Dotside doesn't apply: the beginning of cmevla can also be delimited by some cmavo, namely {la}, {lai}, {la'i}, or {doi}. If one of these cmavo precedes a cmevla, no initial glottal stop is required. cmevla can't contain any of these cmavo. For example {la .larfin.} parses as three words, "la" "la" "rfin"

  • brivla

zihevla as final rafsi, rafsi beginning with vowels, and rafsi ending in "'y" do not exist.

 e.g. {bardykentauru}, {.algyro'i}, {sorpeka'ykla} aren't words

rafsi with CVCy shape are illegal if the corresponding CVC rafsi is legal in the situation.

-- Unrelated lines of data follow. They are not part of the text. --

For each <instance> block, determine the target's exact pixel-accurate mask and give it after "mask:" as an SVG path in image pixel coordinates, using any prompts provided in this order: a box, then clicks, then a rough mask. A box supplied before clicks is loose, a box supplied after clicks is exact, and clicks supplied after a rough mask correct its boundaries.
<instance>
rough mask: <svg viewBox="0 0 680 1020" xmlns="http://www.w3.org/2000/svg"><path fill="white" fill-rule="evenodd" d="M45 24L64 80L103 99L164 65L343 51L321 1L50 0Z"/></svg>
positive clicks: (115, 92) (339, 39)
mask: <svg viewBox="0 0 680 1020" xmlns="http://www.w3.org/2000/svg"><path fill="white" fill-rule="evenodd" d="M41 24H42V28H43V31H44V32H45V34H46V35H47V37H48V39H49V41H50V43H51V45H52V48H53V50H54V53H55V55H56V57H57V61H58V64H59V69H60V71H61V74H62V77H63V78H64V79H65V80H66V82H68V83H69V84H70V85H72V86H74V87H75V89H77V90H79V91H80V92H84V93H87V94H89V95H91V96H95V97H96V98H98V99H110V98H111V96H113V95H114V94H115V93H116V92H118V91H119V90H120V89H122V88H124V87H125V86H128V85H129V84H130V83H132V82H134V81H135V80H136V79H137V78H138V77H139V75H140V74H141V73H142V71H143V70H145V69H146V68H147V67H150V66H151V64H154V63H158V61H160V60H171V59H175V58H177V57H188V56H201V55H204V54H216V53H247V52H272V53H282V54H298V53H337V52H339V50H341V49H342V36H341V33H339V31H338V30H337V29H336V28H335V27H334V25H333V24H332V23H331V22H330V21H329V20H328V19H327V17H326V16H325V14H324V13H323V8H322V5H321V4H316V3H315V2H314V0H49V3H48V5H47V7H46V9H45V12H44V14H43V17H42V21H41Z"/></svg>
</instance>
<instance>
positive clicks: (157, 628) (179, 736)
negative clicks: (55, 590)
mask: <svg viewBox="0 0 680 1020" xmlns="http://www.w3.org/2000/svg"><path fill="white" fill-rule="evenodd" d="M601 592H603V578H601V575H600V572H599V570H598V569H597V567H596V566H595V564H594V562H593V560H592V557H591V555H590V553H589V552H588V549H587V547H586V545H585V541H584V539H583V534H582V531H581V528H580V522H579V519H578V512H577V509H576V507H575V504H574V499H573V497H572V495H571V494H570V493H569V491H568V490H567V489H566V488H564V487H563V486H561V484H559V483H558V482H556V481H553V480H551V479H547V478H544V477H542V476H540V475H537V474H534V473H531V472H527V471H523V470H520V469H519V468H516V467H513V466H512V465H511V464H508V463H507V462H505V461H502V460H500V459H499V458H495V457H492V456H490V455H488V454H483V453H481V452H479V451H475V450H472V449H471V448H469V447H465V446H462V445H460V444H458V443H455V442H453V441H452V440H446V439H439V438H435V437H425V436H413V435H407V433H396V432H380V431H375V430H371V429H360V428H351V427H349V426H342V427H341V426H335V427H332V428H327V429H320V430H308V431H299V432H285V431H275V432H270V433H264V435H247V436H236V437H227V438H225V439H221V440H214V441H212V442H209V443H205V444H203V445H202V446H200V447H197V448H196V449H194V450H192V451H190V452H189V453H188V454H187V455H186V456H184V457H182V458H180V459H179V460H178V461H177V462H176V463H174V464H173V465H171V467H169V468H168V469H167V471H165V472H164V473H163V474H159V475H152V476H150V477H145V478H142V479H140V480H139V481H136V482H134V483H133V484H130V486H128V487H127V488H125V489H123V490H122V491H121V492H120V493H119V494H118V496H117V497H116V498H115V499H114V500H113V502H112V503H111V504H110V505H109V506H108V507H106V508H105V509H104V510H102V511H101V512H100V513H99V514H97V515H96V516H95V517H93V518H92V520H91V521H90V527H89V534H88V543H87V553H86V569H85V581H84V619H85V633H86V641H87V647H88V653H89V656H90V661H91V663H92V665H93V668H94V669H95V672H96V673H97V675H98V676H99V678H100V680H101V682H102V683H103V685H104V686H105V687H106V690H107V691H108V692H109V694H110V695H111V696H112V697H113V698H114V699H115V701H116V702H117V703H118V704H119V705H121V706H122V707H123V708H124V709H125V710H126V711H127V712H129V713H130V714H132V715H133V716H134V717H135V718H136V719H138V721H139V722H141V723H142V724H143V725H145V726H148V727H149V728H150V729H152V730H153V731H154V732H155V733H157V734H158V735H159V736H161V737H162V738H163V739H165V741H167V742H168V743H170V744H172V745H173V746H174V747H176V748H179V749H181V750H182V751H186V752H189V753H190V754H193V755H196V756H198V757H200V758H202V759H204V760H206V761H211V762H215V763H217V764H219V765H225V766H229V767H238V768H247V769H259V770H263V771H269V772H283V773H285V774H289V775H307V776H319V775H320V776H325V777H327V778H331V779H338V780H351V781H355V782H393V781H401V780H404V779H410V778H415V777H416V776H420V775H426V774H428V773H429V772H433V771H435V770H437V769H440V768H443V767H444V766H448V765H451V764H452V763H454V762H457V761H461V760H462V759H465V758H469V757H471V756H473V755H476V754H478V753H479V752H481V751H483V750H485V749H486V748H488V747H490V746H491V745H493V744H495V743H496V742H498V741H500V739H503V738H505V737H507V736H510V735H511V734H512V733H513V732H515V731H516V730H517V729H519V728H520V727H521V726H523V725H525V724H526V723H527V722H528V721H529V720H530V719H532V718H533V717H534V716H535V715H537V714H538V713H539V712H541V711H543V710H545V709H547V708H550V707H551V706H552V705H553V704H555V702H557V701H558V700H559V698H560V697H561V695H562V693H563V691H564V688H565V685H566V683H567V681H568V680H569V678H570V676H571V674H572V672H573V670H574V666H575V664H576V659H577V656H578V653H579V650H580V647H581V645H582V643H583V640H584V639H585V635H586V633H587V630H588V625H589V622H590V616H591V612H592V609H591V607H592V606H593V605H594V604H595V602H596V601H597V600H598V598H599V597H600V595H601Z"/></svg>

 e.g. {jbobanyjvo} isn't a word, only {jbobanjvo} is

rafsi with CVVr or CV'Vr shape are only recognized as rafsi if using the corresponding CVV or CV'V rafsi would result in tosmabru.

 e.g. {lerpi'oci'arci'e} is a zihevla,
      {lerpi'oci'aci'e} is a lujvo,
      {ci'arci'e} is a lujvo

All brivla must have a consonant cluster within the first five letters after ' and y are removed. {ko'oinde} is not a word.